Food Conglomerates Salivate Over Meat Substitutes as Monopoly Threatens Market


Meat substitutes have grown from relative obscurity to near ubiquity in a very short space of time. A once niche product now sees incredibly broad appeal, from high-end dining all the way down to the McDonald’s McPlant. And now, like birds of prey circling the kill, the food conglomerates have arrived to claim their piece of the plant-based pie.

A burgeoning, socially motivated market

And that plant-based pie sure is a big one. Alternative meat sales reached a record $4.2bn in 2020 and are projected to reach $28bn by 2025. Europe is a leading market for alternative meat, claiming nearly 40% of the market; the UK saw a 50% rise in alt-meat sales in 2020 alone.

And the impact of social trends on the market cannot be overstated. The continuing realisation of the climate emergency – coupled with an increasingly fashionable look for veganism – have conspired to produce the perfect storm of conditions for the market to flourish.

Going by the influx of investment the market as seen over the past two years, it’s safe to assume that the industry’s biggest players expect these trends to continue, too.

Playing Monopoly 

While alternative meats were characterised by an abundance of small start-up companies at the beginning, now just four companies own nearly 80% of the market. Kellog alone owns unbelievable 46% of the market, despite producing no own-brand meat alternatives.

Whether or not this is a good thing remains to be seen, but the two sides of the debate go as follows:

  1. Monopolies stifle innovation and reduce quality for consumers through a lack of competition
  2. The money these large corporations bring to the table allows small companies with big ideas to fully realise them

Some of the largest meat processors in the world – the likes of JBS, Tyson, and WH Group – are now making major acquisitions or producing alternatives of their own. This could be seen both as an effort to maintain market share while going against the cultural zeitgeist, or simply as a shrewd effort to expand revenue streams.

One this is clear though – while sustainability might be the advertised mission statement of these companies, profit is the key driver of investment here.

Worth the alternative? 

Meat alternatives are – just that – one alternative. But they seem far from the best one available. While the levels of animal cruelty involved in the food’s products are greatly reduced, the impact on the environment might be trickier to measure.

Cultivated meat – that is, meat grown from cells in a lab – requires huge amounts of power to produce. Plant-based alternatives also require lots of energy-intensive processing, as well as cultivating the same monocultures that are leading to deforestation in other industries – think soy fields being grown in the Amazon.

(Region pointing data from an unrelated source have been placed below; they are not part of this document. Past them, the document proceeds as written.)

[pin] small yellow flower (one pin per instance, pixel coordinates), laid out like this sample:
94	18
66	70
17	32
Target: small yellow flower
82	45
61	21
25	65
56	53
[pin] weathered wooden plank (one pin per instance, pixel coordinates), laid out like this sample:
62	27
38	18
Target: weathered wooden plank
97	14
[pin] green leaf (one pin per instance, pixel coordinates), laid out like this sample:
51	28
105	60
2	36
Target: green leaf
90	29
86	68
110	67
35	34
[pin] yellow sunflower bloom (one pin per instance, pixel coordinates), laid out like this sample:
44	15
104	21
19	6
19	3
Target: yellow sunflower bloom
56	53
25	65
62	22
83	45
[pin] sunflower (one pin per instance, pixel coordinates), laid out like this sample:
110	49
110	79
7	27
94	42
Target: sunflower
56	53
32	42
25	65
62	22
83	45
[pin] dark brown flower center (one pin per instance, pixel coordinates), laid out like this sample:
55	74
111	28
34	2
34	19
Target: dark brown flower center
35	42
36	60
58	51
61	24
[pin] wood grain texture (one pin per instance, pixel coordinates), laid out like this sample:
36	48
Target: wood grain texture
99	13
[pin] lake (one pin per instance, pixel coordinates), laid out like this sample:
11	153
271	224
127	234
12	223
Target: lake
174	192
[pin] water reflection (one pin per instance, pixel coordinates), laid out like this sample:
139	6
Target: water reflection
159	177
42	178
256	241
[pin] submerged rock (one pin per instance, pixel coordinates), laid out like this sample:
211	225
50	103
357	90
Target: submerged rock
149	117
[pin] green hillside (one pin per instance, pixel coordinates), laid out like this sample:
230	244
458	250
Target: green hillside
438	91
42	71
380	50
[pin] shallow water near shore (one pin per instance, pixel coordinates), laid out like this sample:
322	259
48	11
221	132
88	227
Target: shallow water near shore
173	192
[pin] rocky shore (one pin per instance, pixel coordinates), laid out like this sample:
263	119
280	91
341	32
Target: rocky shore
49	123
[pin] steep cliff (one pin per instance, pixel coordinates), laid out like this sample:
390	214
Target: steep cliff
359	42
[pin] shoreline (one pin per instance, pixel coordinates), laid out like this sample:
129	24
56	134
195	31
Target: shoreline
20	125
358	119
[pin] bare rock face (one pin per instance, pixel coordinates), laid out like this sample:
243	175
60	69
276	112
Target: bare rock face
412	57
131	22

Beyond this, the purported health claims of these products are still very much up for debate. Many of these foods fall into the category of ‘ultra-processed’ foods, which many dietary guidelines recommend avoiding. Whether these products are healthier than home-made plant-based alternative to meat is highly unlikely.

Final thoughts

Whether alternative meats turn out to be a fad or a mainstay of the food industry remains to be seen. The industry titans have sure put their money where their mouth is, hedging their bets that the trend will continue – but who knows what trend is around the corner next.

The animal meat conglomerates are joining other food giants that already control about 80% of the meat alternative market, including Kellogg’s, which owns the MorningStar Farms brand, and Conagra, which owns Gardein.